C'est très bien. Je suis content que vous lisiez.

Le fait est que trouver des articles par le biais de Facebook ou de Google met de l'argent – beaucoup d'argent – dans les poches des géants de la technologie et ne contribue pratiquement en rien pour payer les nouvelles dont vous avez besoin pour traverser cette pandémie.

Google et Facebook ont construit des modèles d’affaires autour du partage du contenu généré par les médias, mais revendiquent la grande majorité des recettes publicitaires générées par ce contenu.
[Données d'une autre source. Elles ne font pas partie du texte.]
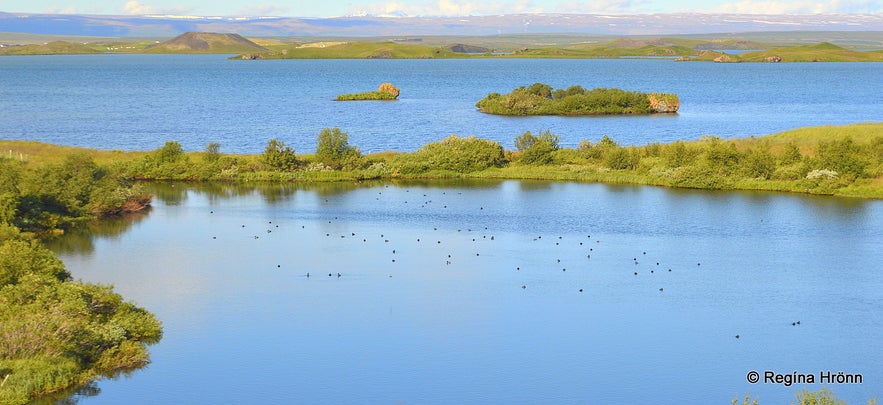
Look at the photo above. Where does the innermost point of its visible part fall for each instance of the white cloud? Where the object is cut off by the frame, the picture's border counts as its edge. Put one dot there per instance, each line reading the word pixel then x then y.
pixel 135 7
pixel 58 10
pixel 800 7
pixel 446 8
pixel 602 7
pixel 264 10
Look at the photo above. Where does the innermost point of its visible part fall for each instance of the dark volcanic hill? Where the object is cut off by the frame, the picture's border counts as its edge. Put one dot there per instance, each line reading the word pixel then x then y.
pixel 206 42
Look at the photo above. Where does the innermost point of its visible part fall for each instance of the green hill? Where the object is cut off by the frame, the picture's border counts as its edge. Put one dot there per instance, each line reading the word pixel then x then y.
pixel 51 48
pixel 355 50
pixel 206 42
pixel 822 52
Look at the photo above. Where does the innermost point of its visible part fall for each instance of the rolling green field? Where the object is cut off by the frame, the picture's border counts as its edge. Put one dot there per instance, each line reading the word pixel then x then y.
pixel 856 47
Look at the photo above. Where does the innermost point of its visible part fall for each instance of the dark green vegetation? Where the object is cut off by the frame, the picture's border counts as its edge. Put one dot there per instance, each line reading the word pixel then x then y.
pixel 827 160
pixel 56 332
pixel 386 92
pixel 823 396
pixel 541 99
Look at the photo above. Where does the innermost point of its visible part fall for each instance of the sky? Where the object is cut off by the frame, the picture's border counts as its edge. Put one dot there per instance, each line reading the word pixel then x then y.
pixel 337 8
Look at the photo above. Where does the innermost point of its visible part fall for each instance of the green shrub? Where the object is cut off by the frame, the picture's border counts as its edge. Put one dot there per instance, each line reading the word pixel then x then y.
pixel 333 149
pixel 843 156
pixel 453 153
pixel 279 157
pixel 536 149
pixel 541 99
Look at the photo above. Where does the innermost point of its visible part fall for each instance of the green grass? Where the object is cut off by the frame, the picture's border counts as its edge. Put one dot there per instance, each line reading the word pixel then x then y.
pixel 652 167
pixel 51 48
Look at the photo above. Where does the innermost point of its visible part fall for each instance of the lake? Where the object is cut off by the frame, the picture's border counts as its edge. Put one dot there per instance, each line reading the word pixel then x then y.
pixel 491 292
pixel 137 102
pixel 465 292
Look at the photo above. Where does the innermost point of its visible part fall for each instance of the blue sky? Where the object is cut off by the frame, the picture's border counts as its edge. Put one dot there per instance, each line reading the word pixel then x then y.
pixel 334 8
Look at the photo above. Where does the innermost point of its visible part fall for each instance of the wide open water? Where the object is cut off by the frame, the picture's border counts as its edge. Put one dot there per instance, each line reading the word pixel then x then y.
pixel 137 102
pixel 502 319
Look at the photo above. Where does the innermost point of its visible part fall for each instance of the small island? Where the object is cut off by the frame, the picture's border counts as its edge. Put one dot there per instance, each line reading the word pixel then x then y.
pixel 385 92
pixel 542 99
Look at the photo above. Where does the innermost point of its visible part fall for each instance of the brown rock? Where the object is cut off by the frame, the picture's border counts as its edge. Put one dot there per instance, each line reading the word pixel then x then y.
pixel 389 88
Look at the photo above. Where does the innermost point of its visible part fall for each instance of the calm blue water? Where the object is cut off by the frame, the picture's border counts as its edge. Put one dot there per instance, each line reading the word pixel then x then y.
pixel 137 102
pixel 429 307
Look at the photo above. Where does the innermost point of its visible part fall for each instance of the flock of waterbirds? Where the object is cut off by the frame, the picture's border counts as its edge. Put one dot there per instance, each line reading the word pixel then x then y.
pixel 475 235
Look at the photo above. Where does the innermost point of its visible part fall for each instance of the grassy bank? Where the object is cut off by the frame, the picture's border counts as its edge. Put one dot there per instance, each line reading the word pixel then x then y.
pixel 826 160
pixel 55 332
pixel 542 99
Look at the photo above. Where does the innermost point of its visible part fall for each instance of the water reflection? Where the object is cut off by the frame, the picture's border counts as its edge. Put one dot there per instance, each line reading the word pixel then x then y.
pixel 80 239
pixel 430 295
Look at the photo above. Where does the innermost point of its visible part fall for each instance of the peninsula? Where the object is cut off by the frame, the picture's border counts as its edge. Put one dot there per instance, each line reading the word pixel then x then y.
pixel 542 99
Ceux qui paient pour créer ce contenu ne reçoivent en fait qu'une très faible part des revenus qu'il génère – et cette situation doit changer.

Si l'on ajoute à tout cela la baisse des revenus depuis des décennies en raison du déclin de la publicité, la perte presque totale des petites annonces, le changement de cap vers les nouvelles en ligne précédant Facebook, la crise financière de 2008-2009 qui a réduit les revenus publicitaires qui n'ont jamais été récupérés, une grande partie du secteur des médias atteint aujourd'hui un point de rupture.

Les journaux, par exemple, ont été durement touchés, avec plus de 50 publications fermées et 2 500 emplois abolis, selon J-Source. Plus de 141 organes d'information ont été contraints de procéder à des coupes. Les diffuseurs, dont Bell Média ce mois-ci, ont dû faire des coupes qui semblaient impensables il n'y a pas si longtemps.

Une démocratie forte repose sur un secteur des médias fort. Aujourd'hui, une population en bonne santé dépend également d'un secteur des médias en bonne santé.

Le gouvernement a déjà promis de l'aide, des petits gestes et beaucoup de bonnes paroles pour dire les bonnes choses.

Le ministre du Patrimoine, Stephen Guilbeault, a récemment déclaré qu'il fallait s'attaquer en priorité au pouvoir de Facebook et de Google.

"Comme de nombreux Canadiens et Canadiennes, notre gouvernement est préoccupé par le déséquilibre actuel qui favorise les géants du Web au détriment des entreprises canadiennes, a-t-il déclaré à un comité parlementaire le mois dernier. Les enjeux économiques et sociaux résultant de cette situation sont trop importants pour que nous restions les bras croisés. »

On ne peut qu'être d'accord. Mettons-nous au travail. D'autres pays sont passés à l’action. Nous aussi, nous pouvons agir.

L’Autorité de la concurrence en France a déclaré à Google qu'il doit commencer à payer les médias pour pouvoir diffuser leurs contenus. L'Australie a dit à Facebook et à Alphabet Inc., la société mère de Google, qu'ils doivent partager les revenus publicitaires avec les entreprises médiatiques locales.

Le modèle australien est loin d'être parfait, c'est le moins qu'on puisse dire, et pourtant il a conduit les deux géants technologiques à menacer de retirer complètement leurs services du pays.

De telles tactiques d'intimidation ne font que renforcer la nécessité de limiter le pouvoir de ces géants de la technologie et de les obliger à contribuer au paiement du contenu qui génère une grande partie de leurs incroyables revenus.

Au fur et à mesure que la vaccination se déploie, et qu’elle trébuche à certains endroits, le rôle et l'importance des médias ne feront que s'accroître. Il y a une lumière au bout du tunnel grâce aux programmes de vaccination, mais nous avons besoin de l'aide du secteur des médias pour qu'elle reste allumée.